La conception de cette roue lunaire représente un immense défi. Son développement n’a rien à voir avec celle d’un pneu classique. Le choix des matériaux est un premier casse-tête. Il est par exemple impossible d’utiliser du caoutchouc. Au pôle Sud de la Lune, où la NASA prévoit d’installer sa base, « Les températures varient de moins 243°C à plus de 100°C »explique Sylvain Barthet, responsable du programme Vision, en charge du développement du pneu du futur de Michelin. « Lorsque les températures sont aussi basses, le caoutchouc devient aussi cassant que le verre. »explique-t-il. C’est pourquoi Michelin a choisi de développer un pneu sans air, « avec une structure en plastique haute performance pour supporter la charge »continue le gérant. Cette roue lunaire devra également résister « au rayonnement solaire et galactique », affirme Sylvain Barthet. « Nous devons utiliser des matériaux qui ne subissent pas le vieillissement accéléré associé à ce type de conditions. »dit le gérant.

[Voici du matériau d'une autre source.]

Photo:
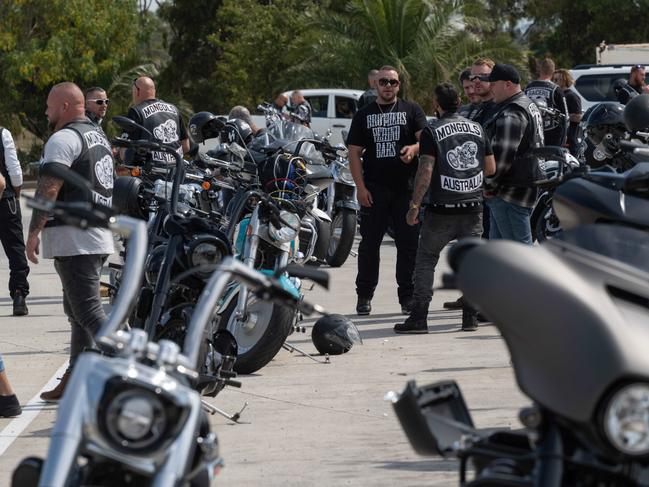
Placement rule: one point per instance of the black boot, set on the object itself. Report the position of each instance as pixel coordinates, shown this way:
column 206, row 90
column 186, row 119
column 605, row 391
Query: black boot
column 416, row 322
column 469, row 319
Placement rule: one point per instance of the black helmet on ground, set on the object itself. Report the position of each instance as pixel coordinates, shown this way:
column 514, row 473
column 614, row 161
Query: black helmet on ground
column 335, row 334
column 604, row 127
column 203, row 126
column 636, row 114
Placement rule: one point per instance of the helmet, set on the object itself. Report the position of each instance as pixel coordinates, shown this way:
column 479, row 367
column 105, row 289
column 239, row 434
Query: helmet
column 203, row 126
column 335, row 335
column 236, row 130
column 604, row 127
column 623, row 92
column 636, row 113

Au centre de recherche et développement de Michelin à Ladoux, près de Clermont-Ferrand, l’équipe en charge de ce projet unique en son genre multiplie les tests et expérimentations. Elle conduit par exemple son buggy sur une piste de sable pour s’assurer que les prototypes de pneus ne s’enfoncent pas. Les équipes de Julien Souquieres ont notamment construit une nouvelle machine qui applique de la flexion sur différents matériaux, tout en les plongeant dans un bain d’azote liquide à -196°C, pour étudier leur résistance. Dans une autre salle, une machine teste l’endurance du pneu en le faisant rouler pendant des heures, parfois jusqu’à sa destruction, à différentes vitesses et facteurs de charge. L’objectif est ici de se rapprocher au plus près des conditions auxquelles devra faire face la roue lunaire sur la Lune, où la gravité est six fois moindre que sur Terre.

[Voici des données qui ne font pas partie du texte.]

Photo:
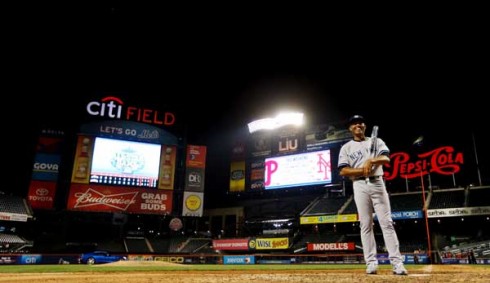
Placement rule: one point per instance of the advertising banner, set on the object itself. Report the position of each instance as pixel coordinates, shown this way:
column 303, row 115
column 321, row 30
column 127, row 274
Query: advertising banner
column 119, row 199
column 41, row 194
column 237, row 176
column 83, row 156
column 193, row 204
column 167, row 167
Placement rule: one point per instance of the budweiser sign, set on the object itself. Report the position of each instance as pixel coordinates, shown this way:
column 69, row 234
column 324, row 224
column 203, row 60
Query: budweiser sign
column 84, row 197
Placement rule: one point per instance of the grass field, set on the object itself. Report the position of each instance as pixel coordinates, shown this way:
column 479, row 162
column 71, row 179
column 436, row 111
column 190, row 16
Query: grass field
column 160, row 272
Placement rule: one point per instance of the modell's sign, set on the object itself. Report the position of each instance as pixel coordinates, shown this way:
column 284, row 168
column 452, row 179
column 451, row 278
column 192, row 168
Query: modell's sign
column 442, row 160
column 114, row 108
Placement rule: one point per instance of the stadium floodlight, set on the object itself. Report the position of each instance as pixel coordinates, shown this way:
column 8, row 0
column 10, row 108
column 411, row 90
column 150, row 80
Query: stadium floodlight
column 282, row 119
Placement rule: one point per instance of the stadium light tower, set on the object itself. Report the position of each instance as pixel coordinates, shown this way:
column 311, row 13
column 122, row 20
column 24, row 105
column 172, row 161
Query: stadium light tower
column 282, row 119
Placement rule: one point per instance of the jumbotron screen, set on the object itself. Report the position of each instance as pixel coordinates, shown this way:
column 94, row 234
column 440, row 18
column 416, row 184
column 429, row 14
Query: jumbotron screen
column 305, row 169
column 125, row 163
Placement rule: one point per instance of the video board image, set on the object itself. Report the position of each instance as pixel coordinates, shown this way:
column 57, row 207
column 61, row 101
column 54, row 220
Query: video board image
column 125, row 163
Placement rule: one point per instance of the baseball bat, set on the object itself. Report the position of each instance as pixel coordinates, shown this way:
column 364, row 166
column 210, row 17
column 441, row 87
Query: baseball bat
column 374, row 145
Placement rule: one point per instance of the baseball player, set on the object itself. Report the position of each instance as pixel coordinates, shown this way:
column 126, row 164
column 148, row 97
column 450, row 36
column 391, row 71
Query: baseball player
column 366, row 172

Un accélérateur d’innovation

Aux yeux de Michelin, sa participation au programme Artemis est autant une opportunité de mettre en lumière son savoir-faire qu’un accélérateur d’innovation. L’intérêt de travailler avec des spécifications aussi difficiles nécessite « changer l’angle d’attaque pour résoudre les problèmes »« C’est un plaisir de travailler avec Michelin, explique Sylvain Barthet, qui rappelle que Michelin développe depuis longtemps la technologie des pneus sans air. C’est aussi, selon lui, la raison pour laquelle le manufacturier participe à diverses compétitions sportives, comme les 24 Heures du Mans ou le MotoGP.

« Cela nous oblige à travailler aux limites de ce que nous savons faire.il ajouta. Ce n’est pas facile tous les jours car, soyons clairs, nous n’avons pas toujours de bons résultats. Mais c’est comme ça que nous apprenons de nouvelles choses. »

Les chercheurs et ingénieurs de Michelin ont encore beaucoup de travail pour achever leur roue lunaire. Tous espèrent que leur consortium, en compétition avec deux autres équipes internationales, remportera le prix en avril 2025, date à laquelle la NASA fera son choix final. Voir un tandem d’astronautes conduire des Michelin sur la Lune n’est pas une opportunité qui se présente tous les jours.